The Way to Salvation
While Death serves as the messenger of God, who summons Everyman to render an accounting for his life, Everyman turns to look for someone to accompany him into the afterlife, to help give a good accounting: but it is only Good Deeds who offers to go with him. Of course, Good Deeds, the personification of the scant good works actually effected by Everyman throughout the course of his life, is so weak and cold that he speaks from a ditch on the side of the road in which he lies. Good Deeds does, however, point Everyman to Knowledge who in turn points him to Penance. Penance restores Everyman to a life of sanctifying grace -- as medieval Church doctrine teaches -- and Everyman is fit to come before God.

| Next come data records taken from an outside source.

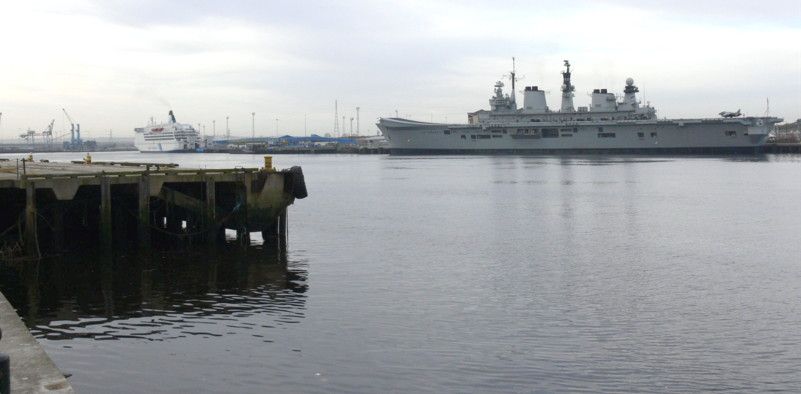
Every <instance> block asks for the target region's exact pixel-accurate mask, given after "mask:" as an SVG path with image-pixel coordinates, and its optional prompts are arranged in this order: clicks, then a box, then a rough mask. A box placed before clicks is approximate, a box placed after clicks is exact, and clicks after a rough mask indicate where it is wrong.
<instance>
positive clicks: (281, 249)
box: [278, 208, 289, 250]
mask: <svg viewBox="0 0 801 394" xmlns="http://www.w3.org/2000/svg"><path fill="white" fill-rule="evenodd" d="M288 236H289V228H288V227H287V209H286V208H284V209H282V210H281V215H280V216H278V244H279V246H280V247H281V250H286V240H287V237H288Z"/></svg>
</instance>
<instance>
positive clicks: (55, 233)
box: [53, 202, 64, 252]
mask: <svg viewBox="0 0 801 394" xmlns="http://www.w3.org/2000/svg"><path fill="white" fill-rule="evenodd" d="M53 247H55V249H56V251H59V252H60V251H62V250H63V249H64V205H63V204H61V203H60V202H59V203H56V204H54V205H53Z"/></svg>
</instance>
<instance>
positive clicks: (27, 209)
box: [0, 157, 306, 259]
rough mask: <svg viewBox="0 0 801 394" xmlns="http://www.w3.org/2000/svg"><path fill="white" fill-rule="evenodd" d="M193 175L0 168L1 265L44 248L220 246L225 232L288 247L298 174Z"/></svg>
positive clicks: (55, 167) (157, 172) (39, 162)
mask: <svg viewBox="0 0 801 394" xmlns="http://www.w3.org/2000/svg"><path fill="white" fill-rule="evenodd" d="M265 165H266V166H265V167H264V168H232V169H187V168H178V166H176V165H174V164H157V163H115V162H91V158H89V157H87V159H86V160H85V161H77V162H70V163H53V162H48V161H46V160H40V161H33V160H20V161H0V201H2V203H3V204H4V208H3V209H2V211H0V231H2V232H0V259H9V258H11V259H14V258H19V257H20V256H24V257H26V258H37V257H40V256H42V254H43V253H45V252H46V251H53V252H55V253H60V252H62V251H66V250H69V249H70V248H75V247H80V248H85V247H95V246H96V247H99V248H101V249H104V250H109V251H110V250H112V249H115V248H118V247H124V246H130V245H132V244H133V245H134V246H138V247H139V248H141V249H149V248H151V247H152V246H155V245H154V244H159V243H162V244H163V243H165V242H166V243H170V242H175V241H176V240H178V241H184V242H203V243H208V244H211V243H214V242H218V241H219V240H221V239H224V232H225V229H230V230H236V232H237V238H238V239H239V240H242V241H243V242H246V241H249V234H250V233H251V232H261V233H262V235H263V237H264V240H265V243H275V244H276V246H278V247H281V248H285V246H286V236H287V207H288V206H289V205H291V204H292V203H293V202H294V200H295V199H296V198H305V197H306V185H305V182H304V179H303V172H302V170H301V169H300V167H293V168H292V169H289V170H283V171H276V170H275V169H273V168H272V165H271V160H270V159H269V157H265Z"/></svg>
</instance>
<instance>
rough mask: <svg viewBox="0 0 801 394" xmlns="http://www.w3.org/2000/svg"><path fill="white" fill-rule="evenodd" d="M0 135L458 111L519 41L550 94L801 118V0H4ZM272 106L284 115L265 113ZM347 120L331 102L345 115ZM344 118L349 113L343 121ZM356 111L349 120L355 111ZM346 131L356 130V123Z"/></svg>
mask: <svg viewBox="0 0 801 394" xmlns="http://www.w3.org/2000/svg"><path fill="white" fill-rule="evenodd" d="M0 51H2V57H0V59H1V60H0V112H2V113H3V115H2V118H1V120H0V135H2V136H3V137H5V138H9V137H10V136H12V135H16V134H18V133H19V132H22V131H24V130H25V129H27V128H29V127H30V128H35V129H41V128H43V127H44V126H46V125H47V124H48V123H49V122H50V120H51V119H55V120H56V131H57V132H59V131H62V130H65V127H66V126H65V125H66V123H67V122H66V118H65V116H64V115H63V113H62V112H61V108H62V107H63V108H66V109H67V111H69V113H70V115H72V117H73V118H75V119H76V120H77V121H79V122H80V123H81V124H82V129H83V130H84V132H89V133H90V135H93V136H101V135H107V133H108V130H109V129H112V130H113V131H114V135H115V136H122V135H127V136H133V128H134V127H138V126H142V125H144V124H146V123H147V121H148V119H149V118H150V117H151V116H153V117H156V118H157V119H159V120H163V119H165V118H166V113H167V111H168V110H169V109H170V108H172V109H173V110H175V113H176V116H177V117H178V120H179V121H181V122H185V123H192V124H194V125H197V124H203V125H205V126H206V132H207V133H208V134H211V133H212V121H214V120H216V125H217V127H216V129H217V133H218V134H220V133H222V132H223V131H224V128H225V117H226V116H230V127H231V130H232V133H233V134H250V127H251V124H250V121H251V119H250V113H251V112H256V129H257V133H260V134H264V135H274V134H275V132H276V123H277V124H278V129H279V132H280V133H281V134H285V133H289V134H295V135H302V134H303V132H304V114H305V116H306V117H307V119H308V122H307V124H308V132H309V133H312V132H315V133H325V132H329V131H331V129H332V128H333V124H334V100H335V99H337V100H339V113H340V117H341V116H346V117H347V118H350V117H355V107H357V106H359V107H361V122H360V129H361V132H362V134H366V133H375V131H376V128H375V125H374V124H375V121H376V120H377V118H378V117H380V116H389V115H393V116H394V114H395V111H396V110H397V111H398V113H399V114H400V115H401V116H404V117H412V118H414V119H419V120H426V121H429V120H434V121H446V120H447V121H449V122H466V113H467V112H469V111H474V110H477V109H481V108H486V107H487V106H488V104H487V99H488V98H489V96H490V95H491V94H492V85H493V83H494V82H495V81H497V80H499V79H501V78H502V77H503V75H504V74H505V73H507V72H508V71H509V69H510V68H511V57H512V56H515V57H516V58H517V59H518V63H517V69H518V74H519V75H521V76H522V77H523V78H524V79H523V80H522V81H521V82H520V86H519V90H522V87H523V85H538V86H540V87H541V88H542V89H544V90H546V91H549V92H550V93H549V94H548V96H547V98H548V102H549V106H550V107H551V108H552V109H558V107H559V90H558V88H559V85H560V84H561V80H560V75H559V72H560V70H561V68H562V60H563V59H570V61H571V63H573V65H574V78H573V82H574V84H575V85H576V105H586V103H587V102H588V101H589V97H587V95H586V93H587V92H589V91H591V90H592V89H593V88H608V89H611V90H612V91H615V92H619V91H622V88H623V86H624V81H625V79H626V77H632V78H634V80H635V83H636V84H637V85H638V86H639V87H640V92H641V98H642V99H643V101H650V102H651V104H652V105H654V106H655V107H656V108H657V114H658V115H659V116H660V117H663V116H667V117H711V116H715V115H716V114H717V113H718V112H720V111H722V110H736V109H738V108H741V109H742V110H743V111H744V112H745V113H746V114H752V115H762V114H764V113H765V110H766V99H767V98H770V113H771V115H777V116H782V117H784V118H785V119H786V120H789V121H793V120H795V119H798V118H801V1H799V0H786V1H766V0H762V1H756V0H751V1H742V0H711V1H710V0H694V1H685V0H674V1H664V2H663V1H654V0H638V1H625V0H616V1H613V0H607V1H604V0H600V1H599V0H591V1H581V0H576V1H563V0H559V1H530V0H529V1H505V2H495V1H439V0H426V1H418V0H405V1H396V2H395V1H392V2H390V1H298V0H294V1H275V0H273V1H260V0H253V1H236V0H229V1H163V0H159V1H155V0H152V1H151V0H138V1H125V0H118V1H112V0H108V1H91V0H84V1H73V0H59V1H28V2H22V1H7V0H3V4H2V7H1V8H0ZM276 118H277V119H279V121H278V122H276V121H275V119H276ZM340 122H341V118H340ZM346 123H348V128H349V119H348V120H347V121H346ZM354 129H355V121H354ZM354 131H355V130H354Z"/></svg>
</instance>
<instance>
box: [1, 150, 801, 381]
mask: <svg viewBox="0 0 801 394" xmlns="http://www.w3.org/2000/svg"><path fill="white" fill-rule="evenodd" d="M48 157H50V158H51V159H54V160H58V159H61V160H65V159H77V158H79V157H80V155H78V154H52V155H48ZM94 158H95V160H129V161H162V162H164V161H169V162H177V163H179V164H181V166H183V167H208V168H212V167H233V166H251V167H254V166H259V165H260V164H261V162H262V159H261V157H260V156H249V155H223V154H196V155H144V154H138V153H98V154H96V155H94ZM274 163H275V164H276V166H277V167H279V168H287V167H289V166H292V165H301V166H303V170H304V173H305V178H306V182H307V186H308V190H309V197H308V198H306V199H304V200H297V201H296V202H295V205H293V206H292V207H290V210H289V248H288V252H287V254H286V256H285V257H283V256H280V255H276V253H273V252H272V251H269V250H263V249H262V248H261V246H260V245H259V237H257V236H254V240H253V241H254V245H253V246H251V247H250V248H247V249H244V250H243V249H242V248H237V247H234V246H230V245H229V247H228V249H223V250H220V251H217V252H208V251H205V250H204V249H203V248H202V245H200V246H197V247H192V248H189V249H186V250H182V251H170V252H164V253H160V254H157V255H156V257H155V258H153V259H152V260H149V261H141V259H139V258H137V257H136V256H126V255H122V256H116V257H115V260H114V261H113V262H111V263H105V262H98V261H93V260H92V259H91V258H81V259H77V258H74V256H73V258H72V259H65V260H69V261H62V262H59V263H46V262H43V263H42V264H43V265H42V267H40V270H39V273H38V275H37V276H36V277H35V278H34V279H31V280H28V281H27V282H26V280H25V279H24V278H23V279H22V280H18V282H19V283H17V284H15V285H11V284H9V283H8V282H9V281H10V280H12V279H10V278H12V277H13V275H12V274H10V273H5V274H4V275H5V277H4V278H5V280H0V282H3V283H4V285H3V291H4V293H6V295H7V296H8V297H9V299H10V300H11V301H12V303H14V304H15V306H16V307H17V308H18V310H19V311H20V314H21V315H22V316H23V317H24V318H25V319H26V321H27V322H28V324H29V325H31V326H32V330H33V332H34V334H35V335H36V336H37V337H38V338H39V340H40V342H41V343H42V344H43V345H44V347H45V348H46V350H47V351H48V353H49V354H50V355H51V356H52V358H53V359H54V360H55V362H56V364H57V365H58V366H59V367H61V368H62V369H63V370H65V371H66V372H68V373H72V374H73V376H72V377H71V381H72V383H73V385H74V387H75V388H76V389H77V390H78V391H79V392H97V393H102V392H118V393H140V392H176V393H177V392H181V393H184V392H250V393H261V392H277V393H300V392H302V393H330V392H360V393H376V392H415V393H417V392H431V393H443V392H460V393H461V392H525V393H528V392H565V391H569V392H580V391H587V392H598V391H604V392H688V391H690V392H698V391H711V390H731V391H742V392H754V391H768V390H787V391H795V390H797V389H798V388H799V387H801V212H800V211H799V210H800V209H801V157H799V156H780V155H773V156H771V155H769V156H756V157H651V156H565V157H547V156H544V157H537V156H531V157H516V156H496V157H493V156H471V157H459V156H450V157H448V156H445V157H391V156H384V155H381V156H348V155H321V156H303V155H280V156H275V157H274ZM0 279H3V278H0Z"/></svg>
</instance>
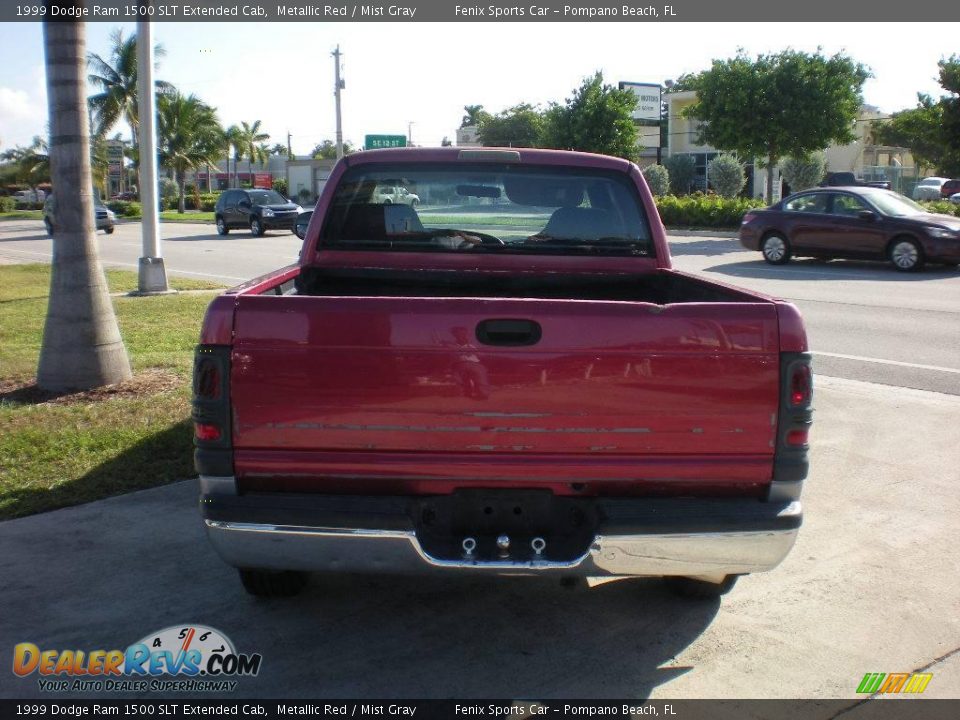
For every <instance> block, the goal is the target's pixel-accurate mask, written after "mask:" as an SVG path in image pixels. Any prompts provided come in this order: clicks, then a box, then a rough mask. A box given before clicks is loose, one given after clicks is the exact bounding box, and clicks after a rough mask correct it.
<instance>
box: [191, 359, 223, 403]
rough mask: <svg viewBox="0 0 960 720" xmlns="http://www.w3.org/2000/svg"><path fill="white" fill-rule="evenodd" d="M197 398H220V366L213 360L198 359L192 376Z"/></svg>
mask: <svg viewBox="0 0 960 720" xmlns="http://www.w3.org/2000/svg"><path fill="white" fill-rule="evenodd" d="M194 392H195V393H196V395H197V397H201V398H204V399H207V400H216V399H218V398H219V397H220V365H219V363H218V361H217V360H215V359H214V358H200V359H199V360H198V361H197V368H196V372H195V374H194Z"/></svg>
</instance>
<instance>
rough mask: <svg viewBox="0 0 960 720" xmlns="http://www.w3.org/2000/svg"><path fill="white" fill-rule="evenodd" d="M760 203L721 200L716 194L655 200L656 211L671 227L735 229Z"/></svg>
mask: <svg viewBox="0 0 960 720" xmlns="http://www.w3.org/2000/svg"><path fill="white" fill-rule="evenodd" d="M765 205H766V203H765V202H764V201H763V200H757V199H754V198H724V197H720V196H719V195H703V194H699V193H698V194H696V195H687V196H684V197H677V196H676V195H665V196H664V197H659V198H657V210H659V212H660V219H661V220H662V221H663V224H664V225H669V226H672V227H701V228H735V227H738V226H739V225H740V221H741V220H742V219H743V215H744V213H746V212H747V211H748V210H751V209H753V208H757V207H764V206H765Z"/></svg>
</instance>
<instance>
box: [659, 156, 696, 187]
mask: <svg viewBox="0 0 960 720" xmlns="http://www.w3.org/2000/svg"><path fill="white" fill-rule="evenodd" d="M663 164H664V165H665V166H666V168H667V172H668V173H669V175H668V177H669V178H670V191H671V192H672V193H673V194H674V195H686V194H687V193H688V192H690V186H691V185H693V178H694V175H695V174H696V168H697V164H696V162H695V161H694V159H693V156H691V155H671V156H670V157H668V158H667V159H666V160H664V161H663Z"/></svg>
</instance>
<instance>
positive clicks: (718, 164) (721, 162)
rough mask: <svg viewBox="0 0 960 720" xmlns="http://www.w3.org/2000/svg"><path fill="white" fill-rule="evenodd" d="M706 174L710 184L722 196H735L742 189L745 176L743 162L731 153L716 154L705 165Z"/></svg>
mask: <svg viewBox="0 0 960 720" xmlns="http://www.w3.org/2000/svg"><path fill="white" fill-rule="evenodd" d="M707 176H708V177H709V178H710V184H711V185H713V189H714V190H716V191H717V194H718V195H721V196H723V197H736V196H737V195H739V194H740V191H741V190H743V184H744V183H745V182H746V181H747V176H746V174H745V173H744V172H743V163H741V162H740V161H739V160H737V158H736V157H734V156H733V155H728V154H726V153H723V154H720V155H717V157H715V158H714V159H713V160H711V161H710V163H709V164H708V165H707Z"/></svg>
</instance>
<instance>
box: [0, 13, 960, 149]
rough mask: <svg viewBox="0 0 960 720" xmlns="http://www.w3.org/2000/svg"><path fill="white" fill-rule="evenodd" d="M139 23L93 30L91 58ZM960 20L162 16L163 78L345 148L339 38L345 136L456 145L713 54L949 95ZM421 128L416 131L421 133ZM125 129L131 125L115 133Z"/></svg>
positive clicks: (904, 90) (666, 72)
mask: <svg viewBox="0 0 960 720" xmlns="http://www.w3.org/2000/svg"><path fill="white" fill-rule="evenodd" d="M116 27H121V28H123V29H124V31H125V33H130V32H132V31H133V30H134V26H133V24H132V23H125V24H124V23H117V24H111V23H88V24H87V49H88V50H89V51H92V52H97V53H99V54H101V55H103V56H106V54H107V53H108V52H109V34H110V31H111V30H112V29H113V28H116ZM958 29H960V23H936V24H924V23H869V22H862V23H850V24H847V23H810V24H803V23H790V24H777V23H728V24H716V23H703V24H700V23H676V24H666V23H664V24H644V23H629V22H624V23H593V24H591V23H540V24H533V23H509V22H505V23H468V22H458V23H322V22H316V23H302V24H294V23H277V24H270V25H267V24H256V23H155V24H154V26H153V33H154V41H155V42H159V43H161V44H162V45H163V46H164V48H165V49H166V56H165V57H164V58H163V59H162V60H161V62H160V66H159V70H158V72H157V77H158V78H161V79H164V80H167V81H169V82H171V83H173V84H174V85H176V86H177V87H178V88H179V89H180V90H181V91H183V92H185V93H195V94H197V95H198V96H200V97H201V98H202V99H203V100H205V101H206V102H207V103H208V104H210V105H212V106H214V107H215V108H216V109H217V114H218V117H219V118H220V121H221V123H222V124H223V125H224V126H229V125H231V124H234V123H239V122H240V121H246V122H248V123H252V122H253V121H255V120H261V121H262V124H263V128H264V129H265V130H266V132H268V133H269V134H270V136H271V138H270V144H273V143H275V142H280V143H286V139H287V133H288V132H289V133H290V134H291V135H292V145H293V150H294V154H296V155H301V156H302V155H305V154H307V153H308V152H309V151H310V149H311V148H313V146H314V145H316V144H318V143H320V142H322V141H323V140H325V139H331V140H332V139H334V136H335V128H336V121H335V112H334V96H333V58H332V57H331V56H330V53H331V52H332V51H333V49H334V48H335V47H336V46H337V45H338V44H339V45H340V49H341V51H342V53H343V57H342V77H343V79H344V80H345V82H346V89H345V90H344V91H343V93H342V96H343V97H342V99H343V132H344V139H345V140H349V141H351V142H352V143H353V144H354V145H362V143H363V139H364V135H366V134H400V135H406V134H407V133H408V132H410V133H411V134H412V137H413V141H414V142H415V143H416V144H420V145H439V144H440V142H441V140H442V139H443V138H444V137H445V136H446V137H449V138H450V139H451V140H453V139H454V137H455V132H456V128H457V127H459V125H460V118H461V117H462V115H463V106H464V105H483V106H484V108H485V109H487V110H488V111H491V112H498V111H500V110H503V109H505V108H508V107H511V106H513V105H516V104H518V103H521V102H527V103H531V104H543V105H546V104H547V103H549V102H551V101H556V102H562V101H563V100H564V99H565V98H567V97H569V96H570V95H571V93H572V91H573V90H574V89H575V88H576V87H577V86H578V85H579V84H580V82H581V81H582V79H583V78H584V77H586V76H588V75H591V74H592V73H593V72H595V71H596V70H600V71H602V72H603V75H604V79H605V80H606V81H607V82H609V83H612V84H616V83H617V82H619V81H632V82H652V83H659V82H662V81H664V80H666V79H668V78H676V77H678V76H679V75H681V74H683V73H688V72H698V71H700V70H704V69H706V68H708V67H709V66H710V63H711V61H712V60H714V59H722V58H727V57H731V56H733V55H735V54H736V52H737V50H738V48H743V49H744V50H746V51H747V52H748V53H750V54H752V55H755V54H757V53H768V52H779V51H780V50H783V49H786V48H788V47H791V48H793V49H796V50H803V51H807V52H814V51H816V50H817V48H818V47H820V48H822V50H823V52H824V53H826V54H833V53H835V52H839V51H843V52H846V53H847V54H848V55H850V56H851V57H853V58H854V59H855V60H857V61H859V62H862V63H864V64H865V65H867V66H868V67H869V68H870V70H871V71H872V72H873V74H874V77H873V78H872V79H870V80H868V81H867V83H866V85H865V86H864V100H865V102H866V103H868V104H870V105H875V106H877V107H879V108H880V109H881V110H883V111H885V112H893V111H895V110H901V109H904V108H908V107H913V106H914V105H915V104H916V97H917V92H926V93H930V94H932V95H934V96H935V97H937V96H939V95H940V94H941V88H940V86H939V85H938V83H937V82H936V74H937V61H938V60H940V59H941V58H944V57H948V56H950V55H951V54H952V53H956V52H958V50H960V47H958V45H957V42H956V38H957V35H958V32H957V31H958ZM46 114H47V109H46V91H45V81H44V70H43V40H42V34H41V26H40V24H39V23H35V24H34V23H0V152H2V151H3V150H5V149H8V148H10V147H12V146H15V145H17V144H27V143H29V142H30V140H31V138H32V137H33V136H34V135H37V134H41V133H44V132H45V126H46ZM410 123H412V125H410ZM116 130H118V131H122V132H123V134H124V136H126V135H128V131H127V129H126V128H125V127H118V128H116Z"/></svg>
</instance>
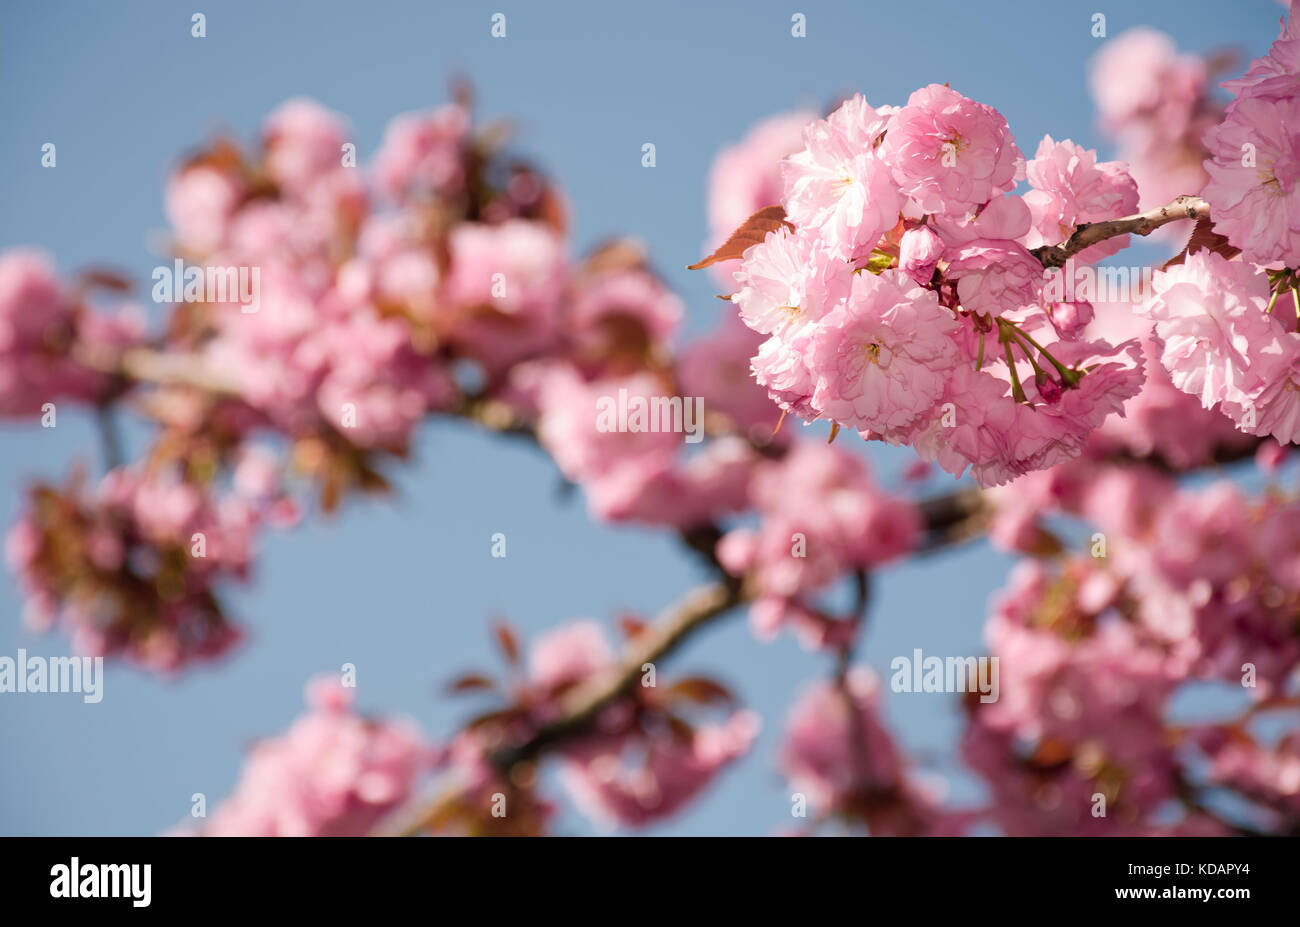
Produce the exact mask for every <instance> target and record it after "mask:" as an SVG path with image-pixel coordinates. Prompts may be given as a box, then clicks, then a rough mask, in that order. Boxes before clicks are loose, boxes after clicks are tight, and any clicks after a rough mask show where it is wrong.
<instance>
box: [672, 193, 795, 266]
mask: <svg viewBox="0 0 1300 927" xmlns="http://www.w3.org/2000/svg"><path fill="white" fill-rule="evenodd" d="M783 225H784V226H785V228H788V229H790V230H792V231H793V230H794V226H793V225H790V224H789V222H787V221H785V208H784V207H780V205H764V207H763V208H762V209H759V211H758V212H755V213H754V215H753V216H750V217H749V218H746V220H745V221H744V222H742V224H741V226H740V228H738V229H736V231H733V233H732V235H731V238H728V239H727V241H725V242H723V246H722V247H720V248H718V250H716V251H715V252H712V254H711V255H708V256H707V257H705V259H703V260H702V261H699V263H698V264H692V265H690V267H688V268H686V269H688V270H699V269H702V268H706V267H710V265H712V264H716V263H718V261H731V260H736V259H737V257H740V256H742V255H744V254H745V250H746V248H749V247H750V246H751V244H758V243H759V242H762V241H763V239H764V238H767V233H768V231H776V230H777V229H780V228H781V226H783Z"/></svg>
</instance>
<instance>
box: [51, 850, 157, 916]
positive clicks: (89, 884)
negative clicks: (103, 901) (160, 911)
mask: <svg viewBox="0 0 1300 927" xmlns="http://www.w3.org/2000/svg"><path fill="white" fill-rule="evenodd" d="M49 875H52V876H53V879H51V881H49V896H51V897H52V898H131V905H133V906H135V907H148V906H149V900H151V897H152V889H151V883H152V878H153V867H152V866H151V865H149V863H144V865H139V863H131V865H126V863H114V865H110V863H100V865H99V866H96V865H95V863H88V862H87V863H83V862H81V859H78V857H73V858H72V862H69V863H68V865H64V863H59V865H57V866H53V867H51V870H49Z"/></svg>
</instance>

Death, therefore, is viewed as a reminder of the primacy of importance of the spiritual life in Everyman. Death performs the same function in Faustus -- and as the moments tick off Faustus' life at the end, he repeatedly cries to Heaven -- yet doubts Heaven's ability to save him. Instead, he pleads to Lucifer: "Ah, rend not my heart for naming of my Christ! / Yet will I call on him: O. spare me, Lucifer!"
Faustus resorts not to Penance, but to Hell and it is to Hell that he departs. The Chorus then arrives to extol the audience not to follow after Faustus' bad example. Thus, we may view Faustus as an anti-Everyman, even as the drama finds its roots in the medieval morality play of that same name.
Hardin Craig illustrates this fundamental principle of the medieval morality play: "The doctrine of man's salvation is the oldest and most clearly defined of all Christian doctrines, and is the oldest morality theme."
If the author of Everyman had anything to say of Death, it was said succinctly by God, who sends Death to Earth so that His doctrine of salvation might be put into practice: after all, it is Death who brings Everyman back to himself, who compels him to make a journey wherein he realizes that no accounting may be made that does not first began with sacramental grace. Death kindly gives Everyman some time to sort out his affairs -- that is to say, Everyman is afforded time enough to quickly figure out what is most valuable before he must finally crawl into his grave to die.
Like the Doomsday play, Everyman gives no immediate sense of time nor place: but the eschatology of the drama certainly dates it to the time when such eschatology was commonly held and believed. David J. Leigh notes how the medieval morality plays (like Everyman) easily "represent an event which is beyond historical time and space, on the margin of eternity."
What is interesting to note, however, is that whoever wrote Everyman was providing an artistic and dramatic window into the soul of England just prior to the Protestant Revolution that turned England from a Catholic country into a Protestant. The significance of death to Catholic England would have been no different from Death's significance in Everyman: a prelude to judgment by God -- a cause for much greater concern than mere death, which was nothing more than a mere passing from the finite world to the infinite. To Marlowe's England, it something much more gothic -- much more haunted. If Everyman could escape his ghosts through Penance, Faustus could not.
David Kaula writes that "Everyman is undoubtedly the most skillful example of the morality play that has survived T.S. Eliot claims that is perhaps the one play in which 'we have a drama within the limitations of art' -- meaning, I gather, that nothing in the play is extraneous to the central homiletic purpose, that all elements of style, structure, and theme are governed by the conventions of allegory."